The event took place at Graceful Park, which was designed in collaboration with the Whadjuk Noongar traditional owners to tell the tale of the female serpent that protects the fresh water supplies around the Alkimos area, and the Noongar way of life.
The park also cleanses stormwater run-off from nearby roads and hard surfaces and provides native food plants and habitat for local fauna including the endangered Carnaby’s black cockatoo.
Marne Grook Aboriginal Football by Troy Bennell
ABORIGINAL people have played football since the beginning times.
This game, now known as Marne Grook, used a football made of possum skin sewn together in a special shape, like the shape of an AFL football.
It was generally stuffed with emu feathers.
Sometimes as many as 50 people played the game at any one time.
They did not play in teams and everybody had to try and score goals.
It was really challenging to try and score a goal when you had 50 opponents.
Marne Grook is still very popular today with Noongar children and they get lots of experience kicking a footy and running around chasing their friends.
Noongar country is the home of most of the Aboriginal players playing at the AFL national level.
(Source: Alkimos, land by the ocean )
Bush Tucker by Troy Bennell
Noongar people moved around their traditional lands and collected food as they went along.
They were very healthy, walking many kilometres every (day).
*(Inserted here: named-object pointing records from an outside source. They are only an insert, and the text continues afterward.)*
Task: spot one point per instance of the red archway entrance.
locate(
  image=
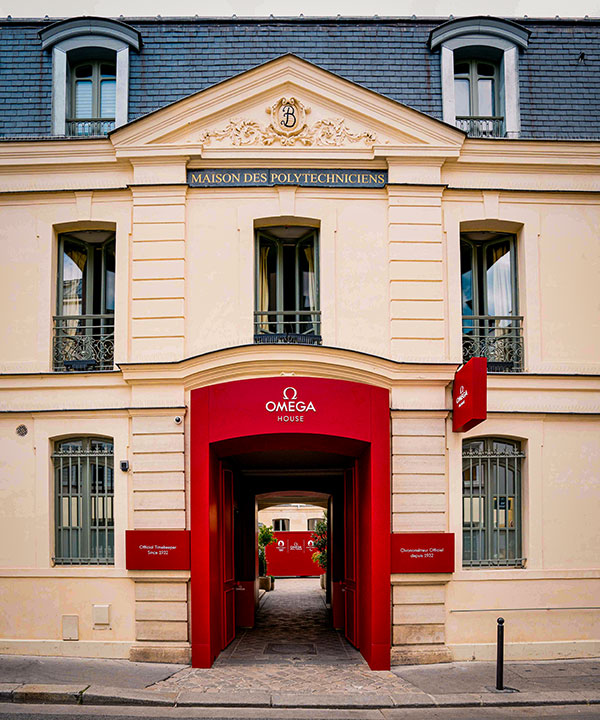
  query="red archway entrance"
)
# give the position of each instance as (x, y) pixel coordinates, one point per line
(292, 414)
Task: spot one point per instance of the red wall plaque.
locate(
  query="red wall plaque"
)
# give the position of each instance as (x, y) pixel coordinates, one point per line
(157, 549)
(291, 555)
(422, 552)
(469, 395)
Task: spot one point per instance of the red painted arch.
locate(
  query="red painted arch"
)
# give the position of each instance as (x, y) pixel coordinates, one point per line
(296, 413)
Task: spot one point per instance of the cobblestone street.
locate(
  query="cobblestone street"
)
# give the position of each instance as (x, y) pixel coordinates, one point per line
(291, 648)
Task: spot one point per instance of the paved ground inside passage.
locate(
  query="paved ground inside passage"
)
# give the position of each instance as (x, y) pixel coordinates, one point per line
(292, 648)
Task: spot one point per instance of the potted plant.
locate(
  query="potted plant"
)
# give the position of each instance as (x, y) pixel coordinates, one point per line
(320, 542)
(265, 537)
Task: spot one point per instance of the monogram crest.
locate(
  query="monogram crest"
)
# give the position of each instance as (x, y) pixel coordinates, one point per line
(288, 127)
(288, 116)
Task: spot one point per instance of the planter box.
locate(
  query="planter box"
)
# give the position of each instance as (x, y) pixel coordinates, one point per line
(265, 583)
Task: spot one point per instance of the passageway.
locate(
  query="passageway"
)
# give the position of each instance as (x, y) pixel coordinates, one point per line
(292, 626)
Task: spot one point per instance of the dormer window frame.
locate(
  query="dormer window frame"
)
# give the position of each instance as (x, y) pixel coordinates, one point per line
(474, 39)
(68, 39)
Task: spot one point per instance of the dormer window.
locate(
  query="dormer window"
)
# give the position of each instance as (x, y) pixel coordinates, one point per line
(90, 74)
(93, 99)
(480, 74)
(478, 108)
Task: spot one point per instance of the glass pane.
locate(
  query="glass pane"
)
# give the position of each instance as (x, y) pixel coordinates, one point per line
(108, 98)
(498, 279)
(74, 269)
(83, 71)
(485, 93)
(461, 97)
(485, 69)
(306, 260)
(466, 273)
(109, 280)
(473, 550)
(83, 99)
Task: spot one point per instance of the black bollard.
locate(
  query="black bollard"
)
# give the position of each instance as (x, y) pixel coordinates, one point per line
(500, 656)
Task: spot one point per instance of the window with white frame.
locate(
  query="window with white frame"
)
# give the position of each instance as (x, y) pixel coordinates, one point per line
(281, 524)
(90, 74)
(84, 324)
(311, 523)
(492, 326)
(492, 503)
(84, 501)
(480, 74)
(287, 286)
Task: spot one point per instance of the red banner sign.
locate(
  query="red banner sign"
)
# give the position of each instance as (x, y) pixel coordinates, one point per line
(422, 552)
(157, 549)
(291, 555)
(469, 395)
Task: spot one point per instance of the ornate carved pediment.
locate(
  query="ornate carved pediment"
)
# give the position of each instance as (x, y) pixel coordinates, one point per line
(288, 127)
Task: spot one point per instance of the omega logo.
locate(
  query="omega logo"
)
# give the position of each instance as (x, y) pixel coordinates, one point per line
(462, 396)
(290, 404)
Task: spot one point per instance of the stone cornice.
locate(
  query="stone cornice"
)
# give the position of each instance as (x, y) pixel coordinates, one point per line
(252, 361)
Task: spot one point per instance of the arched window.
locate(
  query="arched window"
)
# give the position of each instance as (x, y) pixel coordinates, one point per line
(84, 323)
(492, 502)
(492, 327)
(90, 73)
(478, 107)
(287, 286)
(479, 59)
(84, 501)
(281, 524)
(93, 98)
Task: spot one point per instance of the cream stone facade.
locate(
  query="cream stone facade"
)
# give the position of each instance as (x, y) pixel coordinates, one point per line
(390, 300)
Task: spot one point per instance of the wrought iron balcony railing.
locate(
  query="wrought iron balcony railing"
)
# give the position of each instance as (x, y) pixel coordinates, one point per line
(83, 342)
(90, 127)
(498, 338)
(481, 126)
(287, 327)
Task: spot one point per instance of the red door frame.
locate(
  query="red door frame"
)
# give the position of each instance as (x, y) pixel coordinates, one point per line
(292, 413)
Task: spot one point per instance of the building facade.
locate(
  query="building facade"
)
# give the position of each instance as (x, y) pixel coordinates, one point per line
(243, 260)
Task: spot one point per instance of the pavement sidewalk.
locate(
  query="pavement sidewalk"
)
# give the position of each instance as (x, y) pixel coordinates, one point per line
(120, 682)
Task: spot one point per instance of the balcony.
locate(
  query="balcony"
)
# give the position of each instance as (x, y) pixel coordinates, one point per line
(497, 338)
(83, 342)
(481, 127)
(287, 327)
(90, 127)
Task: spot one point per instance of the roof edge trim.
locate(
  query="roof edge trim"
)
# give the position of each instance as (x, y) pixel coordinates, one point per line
(80, 27)
(480, 25)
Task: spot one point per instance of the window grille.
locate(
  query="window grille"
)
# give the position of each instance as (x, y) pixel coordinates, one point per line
(84, 326)
(84, 501)
(287, 286)
(492, 499)
(492, 327)
(281, 525)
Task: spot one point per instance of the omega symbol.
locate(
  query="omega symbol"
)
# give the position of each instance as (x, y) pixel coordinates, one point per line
(289, 116)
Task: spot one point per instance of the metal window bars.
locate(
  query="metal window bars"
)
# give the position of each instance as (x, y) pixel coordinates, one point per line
(499, 338)
(301, 327)
(481, 127)
(492, 497)
(89, 127)
(83, 342)
(84, 503)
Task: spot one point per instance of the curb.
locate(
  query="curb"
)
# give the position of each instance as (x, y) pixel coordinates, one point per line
(100, 695)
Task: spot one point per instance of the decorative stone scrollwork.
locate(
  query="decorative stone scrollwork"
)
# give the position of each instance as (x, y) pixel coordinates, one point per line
(288, 127)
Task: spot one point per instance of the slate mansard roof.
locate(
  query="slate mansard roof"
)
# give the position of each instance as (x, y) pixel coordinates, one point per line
(559, 72)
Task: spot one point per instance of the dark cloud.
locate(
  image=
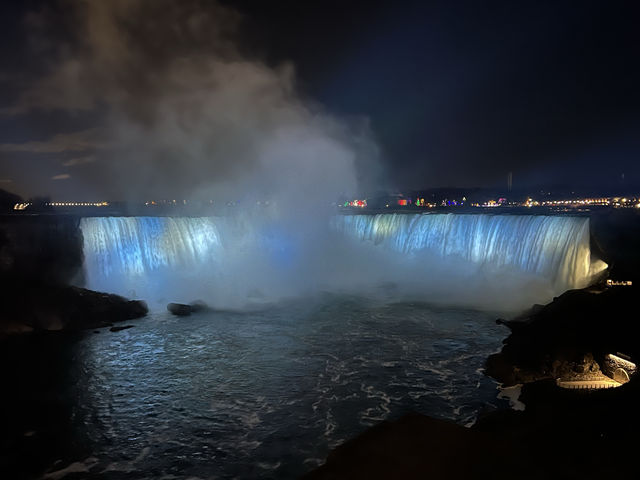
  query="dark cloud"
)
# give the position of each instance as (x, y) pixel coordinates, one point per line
(182, 111)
There was no sugar, no gluten or wheat and no dairy. You can’t milk a kangaroo!
Noongar people enjoyed a healthy diet of fresh fruit like the quandong, bush honey from the native bees, fresh fish, emu eggs and meat from kangaroo and emu.
A special treat was, and still is, the balga bush or grass tree. The long green fronds can be pulled out and the juicy, pale ends – when chewed – are a lot like coconut flavoured chewing gum.
The bark is used for making fire (kaal) and provides a home to the very juicy and tasty bardi (witchetty) grub, which can be eaten raw and wriggling or lightly barbecued.
There is lots of bush tucker at Alkimos to explore and learn about.